Using a pretrained model on another dataset

Hi everyone :slight_smile:

I have a pretrained model that I trained on ImageNet data. I stored the model.state_dict() and the optimizer.state_dict() in a checkpoint file.

Now I would like to train a model on VGGFace2 data with the pretrained weights of the model trained on ImageNet to speed up training. This means that I have to change some of the layers in my model. I have seen that I can add the strict=False flag when I load the model.state_dict() to only add the weights to the layers that are present in both the old and the new model. But there is no such option for the optimizer.state_dict().

How can I resume training with both the model.state_dict() and optimizer.state_dict() on another model than they were trained on?

Any help is very much appreciated!

All the best,

Have you checked

I think for most of the optimizer you don’t need to load their state.

Hi @CedricLy, thank you for your response!

What do you mean with optimizer.load_state_dict(pathload[])?
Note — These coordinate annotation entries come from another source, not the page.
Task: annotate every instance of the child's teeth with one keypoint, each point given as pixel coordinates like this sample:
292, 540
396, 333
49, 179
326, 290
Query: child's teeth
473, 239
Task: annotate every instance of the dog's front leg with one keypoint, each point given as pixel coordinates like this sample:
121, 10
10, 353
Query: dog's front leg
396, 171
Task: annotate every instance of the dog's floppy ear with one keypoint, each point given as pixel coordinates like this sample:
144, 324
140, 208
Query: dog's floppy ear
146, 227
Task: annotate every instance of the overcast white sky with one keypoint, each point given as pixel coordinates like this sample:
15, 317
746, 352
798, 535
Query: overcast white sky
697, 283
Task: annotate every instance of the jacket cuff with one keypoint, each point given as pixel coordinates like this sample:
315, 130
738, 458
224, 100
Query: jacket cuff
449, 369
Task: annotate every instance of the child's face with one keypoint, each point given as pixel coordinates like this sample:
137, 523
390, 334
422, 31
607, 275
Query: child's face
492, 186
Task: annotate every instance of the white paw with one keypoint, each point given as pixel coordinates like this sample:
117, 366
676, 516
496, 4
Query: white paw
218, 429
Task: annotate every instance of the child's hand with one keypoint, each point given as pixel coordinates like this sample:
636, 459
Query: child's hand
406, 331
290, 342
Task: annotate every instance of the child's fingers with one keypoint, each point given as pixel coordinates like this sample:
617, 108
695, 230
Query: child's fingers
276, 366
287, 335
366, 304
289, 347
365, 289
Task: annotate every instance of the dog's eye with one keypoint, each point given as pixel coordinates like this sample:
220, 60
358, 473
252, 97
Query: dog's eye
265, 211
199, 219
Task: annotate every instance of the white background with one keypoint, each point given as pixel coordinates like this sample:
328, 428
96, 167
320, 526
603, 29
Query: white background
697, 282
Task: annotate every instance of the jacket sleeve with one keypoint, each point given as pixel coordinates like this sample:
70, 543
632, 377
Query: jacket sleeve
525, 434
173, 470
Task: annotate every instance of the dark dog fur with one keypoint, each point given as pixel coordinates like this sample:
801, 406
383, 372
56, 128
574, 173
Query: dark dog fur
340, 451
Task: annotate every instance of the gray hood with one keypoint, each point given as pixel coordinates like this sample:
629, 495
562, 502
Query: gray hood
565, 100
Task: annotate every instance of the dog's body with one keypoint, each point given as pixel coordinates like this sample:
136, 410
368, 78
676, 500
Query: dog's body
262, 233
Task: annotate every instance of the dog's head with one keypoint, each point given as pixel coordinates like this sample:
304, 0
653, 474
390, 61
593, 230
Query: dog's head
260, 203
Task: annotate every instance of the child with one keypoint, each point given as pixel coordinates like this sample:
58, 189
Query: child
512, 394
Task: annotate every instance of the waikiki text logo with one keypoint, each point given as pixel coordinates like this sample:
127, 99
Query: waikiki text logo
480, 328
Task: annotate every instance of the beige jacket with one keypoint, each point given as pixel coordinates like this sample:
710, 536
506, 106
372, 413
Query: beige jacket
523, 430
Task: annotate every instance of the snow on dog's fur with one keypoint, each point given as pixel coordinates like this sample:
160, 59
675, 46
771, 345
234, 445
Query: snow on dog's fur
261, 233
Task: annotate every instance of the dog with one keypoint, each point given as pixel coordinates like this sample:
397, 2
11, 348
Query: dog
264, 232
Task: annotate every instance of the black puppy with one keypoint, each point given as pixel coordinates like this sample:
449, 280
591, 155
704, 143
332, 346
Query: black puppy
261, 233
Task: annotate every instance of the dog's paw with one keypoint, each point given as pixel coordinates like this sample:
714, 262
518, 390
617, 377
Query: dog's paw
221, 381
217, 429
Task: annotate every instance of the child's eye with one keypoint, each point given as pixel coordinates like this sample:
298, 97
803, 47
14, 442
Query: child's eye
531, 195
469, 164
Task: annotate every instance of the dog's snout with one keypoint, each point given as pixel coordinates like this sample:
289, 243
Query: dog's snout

But as discussed here, I think you are right. You only need to load the optimizer state if you want to continue training on the same data with the same network. Otherwise the model.state_dict() is sufficient.

model = TheModelClass(*args, **kwargs)
optimizer = TheOptimizerClass(*args, **kwargs)

checkpoint = torch.load(PATH)
epoch = checkpoint['epoch']
loss = checkpoint['loss']

# - or -

This is from a tutorial how to load if you want to continue a training.
Check this link for more details.
Does this already solve your issue?

I am familiar with how to resume training and loading the model.state_dict() and the optimizer.state_dict() :slight_smile:

My problem was that I had to load the state_dicts into another network. Whereas for the model.state_dict() you can pass the strict=False flag to tell PyTorch to only load the parameters of the layers that are present in both the old and the new network, there is no such option for the optimizer.state_dict(). However, apparently this is not a problem since you don’t need the optimizer.state_dict() if you don’t continue on the same network.

Essentially, my use case does not really fall under the category ‘resume training’ but more so ‘start training from scratch’ but with better initial parameters compared to random initialisation.

Hope that makes sense!

Ah I see.

So theoretically it would be interesting to see what the “optimizer state” consists of and if the state is dependent on the parameters, which it tries to train.
If the optimizer does not depent on the parameters there will be no issue with loading the current state with different parameters.
If it is dependent, it is questionable if the dependence is separated for each parameter.
In this case it may be possible to load the state of the optimizer without all parameters.

In the case of the optimizer having the second derivative saved in its state, it will not be possible. Or at least I would not know how .